“Whatever you do, don’t fall asleep.”
I was so impressed with Scream that I decided to follow it up with Wes Craven’s most acclaimed movie. Nightmare on Elm Street has always been clumped with a handful of other movies as one of the classics, one of the horror movies that “defined a genre” or “really gets it right.” While I think those things are true, I think it also helped me gain some perspective on slasher or nightmare horror and appreciate how far we’ve come, while also acknowledging the really cool movies that helped us get there. Even if they’re a little cheesy.
Freddy Krueger (Robert Englund) is a serial killer (and burn victim) that can enter the dreams of his victims, causing them pain that bleeds through to the real world. His latest target is Nancy Thompson (Heather Langenkamp), a pure-hearted final girl who must uncover and exploit Freddy’s weaknesses to put an end to his ruthless pursuit of her dreams.
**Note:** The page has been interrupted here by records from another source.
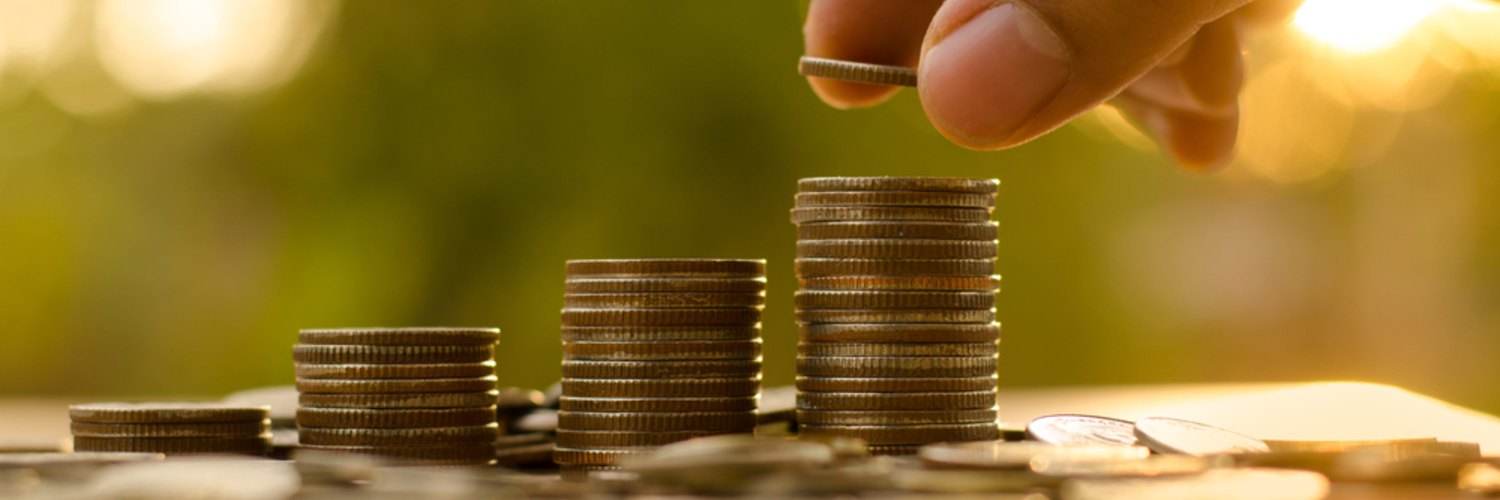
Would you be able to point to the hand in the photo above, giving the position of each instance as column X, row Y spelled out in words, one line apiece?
column 995, row 74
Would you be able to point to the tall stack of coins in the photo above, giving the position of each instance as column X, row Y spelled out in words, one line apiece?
column 656, row 352
column 896, row 308
column 408, row 395
column 171, row 428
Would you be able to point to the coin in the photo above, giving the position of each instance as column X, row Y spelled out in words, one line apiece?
column 888, row 213
column 897, row 416
column 696, row 421
column 894, row 385
column 900, row 230
column 171, row 430
column 917, row 332
column 899, row 183
column 918, row 367
column 662, row 350
column 866, row 248
column 668, row 388
column 650, row 301
column 449, row 400
column 659, row 334
column 402, row 337
column 836, row 401
column 660, row 317
column 659, row 404
column 395, row 371
column 836, row 299
column 1178, row 436
column 1065, row 430
column 573, row 368
column 894, row 316
column 666, row 286
column 165, row 413
column 384, row 355
column 812, row 268
column 246, row 445
column 858, row 72
column 429, row 436
column 906, row 434
column 395, row 385
column 666, row 268
column 902, row 283
column 624, row 439
column 404, row 418
column 897, row 349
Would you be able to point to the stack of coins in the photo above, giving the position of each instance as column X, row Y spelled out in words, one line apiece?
column 656, row 352
column 408, row 395
column 171, row 428
column 896, row 308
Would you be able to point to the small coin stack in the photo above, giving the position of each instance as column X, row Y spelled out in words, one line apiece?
column 896, row 310
column 171, row 428
column 410, row 395
column 656, row 352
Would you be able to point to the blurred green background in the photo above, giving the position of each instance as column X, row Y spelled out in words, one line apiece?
column 434, row 164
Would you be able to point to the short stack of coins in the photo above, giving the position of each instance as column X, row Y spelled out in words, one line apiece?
column 171, row 428
column 422, row 395
column 656, row 352
column 896, row 310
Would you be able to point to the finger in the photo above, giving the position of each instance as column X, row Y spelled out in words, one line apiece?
column 882, row 32
column 996, row 74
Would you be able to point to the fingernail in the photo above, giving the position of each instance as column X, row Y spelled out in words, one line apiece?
column 984, row 78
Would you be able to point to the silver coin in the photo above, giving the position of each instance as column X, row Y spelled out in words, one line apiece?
column 1178, row 436
column 1082, row 430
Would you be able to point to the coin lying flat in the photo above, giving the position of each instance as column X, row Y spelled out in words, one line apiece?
column 662, row 350
column 165, row 413
column 449, row 400
column 666, row 268
column 599, row 301
column 698, row 421
column 1067, row 430
column 404, row 418
column 888, row 213
column 401, row 337
column 660, row 317
column 918, row 332
column 867, row 248
column 897, row 416
column 908, row 434
column 395, row 371
column 575, row 368
column 897, row 367
column 383, row 355
column 858, row 72
column 659, row 404
column 1178, row 436
column 839, row 299
column 899, row 183
column 894, row 385
column 969, row 400
column 894, row 316
column 812, row 268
The villain is the clear centerpiece of a movie like this one, and Freddy Krueger serves as a fittingly twisted antagonist for this first film of the franchise. As I hinted, I think he doesn’t hold up so well today, and his appearance and catchphrases sometimes paint him as a bland sort of nightmare instead of a complex foe. Regardless, though, Craven sprinkles him throughout the film masterfully, jumping into the nightmare from the get-go with a satisfying series of kills rising to a fitting climax, although it’s rather familiar in 2018.
While I think Craven has made smarter movies, I think Nightmare works best when it gets actual nightmares just right. There’s a familiarity to Krueger’s attacks, as if we’ve seen this villain in our own nightmares. Details like Nancy’s feet being stuck in goop as she runs up the stairs or being disoriented as Krueger appears from different directions ring really true to how our own dreams play out, demonstrating that Craven has gone beyond the standard scare sequences. The “what happens in dreams happens in real life” gimmick actually grew on me as the movie went on, and it’s a fun phenomenon that makes you curious as to how this Freddy nightmare stuff actually works and how he got his powers to begin with.
Nightmare on Elm Street is a really fun addition to Wes Craven’s canon, although it’s far from his best movie. Regardless, Craven proves once again his mastery of horrific creativity with this beautifully paced work of nightmares.